RTX 3090 24GB working with extra env var

by cktlco - opened 8 days ago

8 days ago

•

Thanks for the great work!

FYI that I was able to get the README demo script to run on Linux with a RTX 3090 24GB only after using the following env var to avoid a CUDA OOM:

 PYTORCH_CUDA_ALLOC_CONF=expandable_segments:True python readme_demo.py

Violet99

8 days ago

Awesome

pbarker

7 days ago

Its running with this change, but its extremely slow for me on an L4

cktlco

7 days ago

Agreed, it's too slow to be usable for anything other than adhoc tests.
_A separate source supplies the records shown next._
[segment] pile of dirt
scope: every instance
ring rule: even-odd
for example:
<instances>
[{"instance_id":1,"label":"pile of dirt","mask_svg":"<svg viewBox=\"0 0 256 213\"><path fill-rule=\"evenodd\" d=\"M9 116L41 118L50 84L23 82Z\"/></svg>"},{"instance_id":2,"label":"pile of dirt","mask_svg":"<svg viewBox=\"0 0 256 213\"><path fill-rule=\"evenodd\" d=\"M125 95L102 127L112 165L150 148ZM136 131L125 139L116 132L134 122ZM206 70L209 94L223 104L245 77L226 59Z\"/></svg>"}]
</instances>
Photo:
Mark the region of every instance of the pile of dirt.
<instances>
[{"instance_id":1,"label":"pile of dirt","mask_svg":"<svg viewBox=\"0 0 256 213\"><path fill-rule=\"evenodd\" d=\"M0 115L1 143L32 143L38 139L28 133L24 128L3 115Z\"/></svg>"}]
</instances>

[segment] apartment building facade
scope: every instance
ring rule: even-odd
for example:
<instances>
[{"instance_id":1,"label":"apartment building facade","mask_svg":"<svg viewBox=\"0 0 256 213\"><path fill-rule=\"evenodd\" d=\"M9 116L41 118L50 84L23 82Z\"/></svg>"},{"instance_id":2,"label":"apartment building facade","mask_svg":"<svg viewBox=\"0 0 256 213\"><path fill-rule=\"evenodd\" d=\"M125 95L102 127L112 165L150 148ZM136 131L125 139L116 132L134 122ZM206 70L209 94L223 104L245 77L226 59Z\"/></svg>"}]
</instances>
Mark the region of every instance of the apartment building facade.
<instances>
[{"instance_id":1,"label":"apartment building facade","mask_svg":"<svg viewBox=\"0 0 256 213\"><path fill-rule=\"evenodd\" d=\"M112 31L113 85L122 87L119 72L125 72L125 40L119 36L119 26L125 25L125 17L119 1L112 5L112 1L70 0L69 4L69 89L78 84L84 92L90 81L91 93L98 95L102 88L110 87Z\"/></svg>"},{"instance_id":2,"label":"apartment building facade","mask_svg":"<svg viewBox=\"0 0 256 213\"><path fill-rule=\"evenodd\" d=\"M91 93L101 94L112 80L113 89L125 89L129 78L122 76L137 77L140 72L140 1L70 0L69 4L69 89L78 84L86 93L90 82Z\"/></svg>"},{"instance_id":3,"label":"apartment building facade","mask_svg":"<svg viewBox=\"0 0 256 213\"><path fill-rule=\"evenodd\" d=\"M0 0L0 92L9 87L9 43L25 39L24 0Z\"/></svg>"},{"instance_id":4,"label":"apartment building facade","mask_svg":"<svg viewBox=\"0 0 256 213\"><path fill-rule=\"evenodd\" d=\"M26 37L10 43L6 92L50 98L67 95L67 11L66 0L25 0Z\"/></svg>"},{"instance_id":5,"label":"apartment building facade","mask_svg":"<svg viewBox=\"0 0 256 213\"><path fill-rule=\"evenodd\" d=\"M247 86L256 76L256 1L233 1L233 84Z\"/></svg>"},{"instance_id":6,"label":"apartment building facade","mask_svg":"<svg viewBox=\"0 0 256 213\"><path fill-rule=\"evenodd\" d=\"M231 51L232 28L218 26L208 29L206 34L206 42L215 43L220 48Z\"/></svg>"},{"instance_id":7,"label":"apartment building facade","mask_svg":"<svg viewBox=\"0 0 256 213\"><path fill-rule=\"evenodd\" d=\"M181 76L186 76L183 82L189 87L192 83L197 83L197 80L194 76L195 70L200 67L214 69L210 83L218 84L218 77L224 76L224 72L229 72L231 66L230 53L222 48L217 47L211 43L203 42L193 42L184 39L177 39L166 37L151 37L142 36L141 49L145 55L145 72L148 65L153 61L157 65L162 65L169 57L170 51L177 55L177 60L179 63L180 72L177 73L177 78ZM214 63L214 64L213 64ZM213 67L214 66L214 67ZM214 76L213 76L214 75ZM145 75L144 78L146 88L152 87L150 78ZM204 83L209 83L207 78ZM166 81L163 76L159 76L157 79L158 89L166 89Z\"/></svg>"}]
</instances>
As an alternative for enthusiasts, here is a 4-bit quantized version of molmo-7B which fits in ~12GB VRAM and is much more responsive:
https://huggingface.co/cyan2k/molmo-7B-O-bnb-4bit

Muennighoff

Ai2 org 6 days ago

Nice! Yeah the transformers integration is extremely slow unfortunately as it for loops through the experts; We need to integrate it into vLLM/SGLang/llama.cpp like the other OLMoE models.

Jul26

4 days ago

•

edited 4 days ago

What hardware / variable settings is needed to run this model properly? I was able to run it with only CPU 64 GRAM i9 processor but inference is 165 sec per image. And I am getting all kind of errors if use CUDA GPU. This is my settings:
CUDA version: 12.4
CUDA device count: 1
Current CUDA device: 0
Current CUDA device name: NVIDIA GeForce RTX 4090 Laptop GPU

The tokenizer class you load from this checkpoint is not the same type as the class this function is called from. It may result in unexpected tokenization.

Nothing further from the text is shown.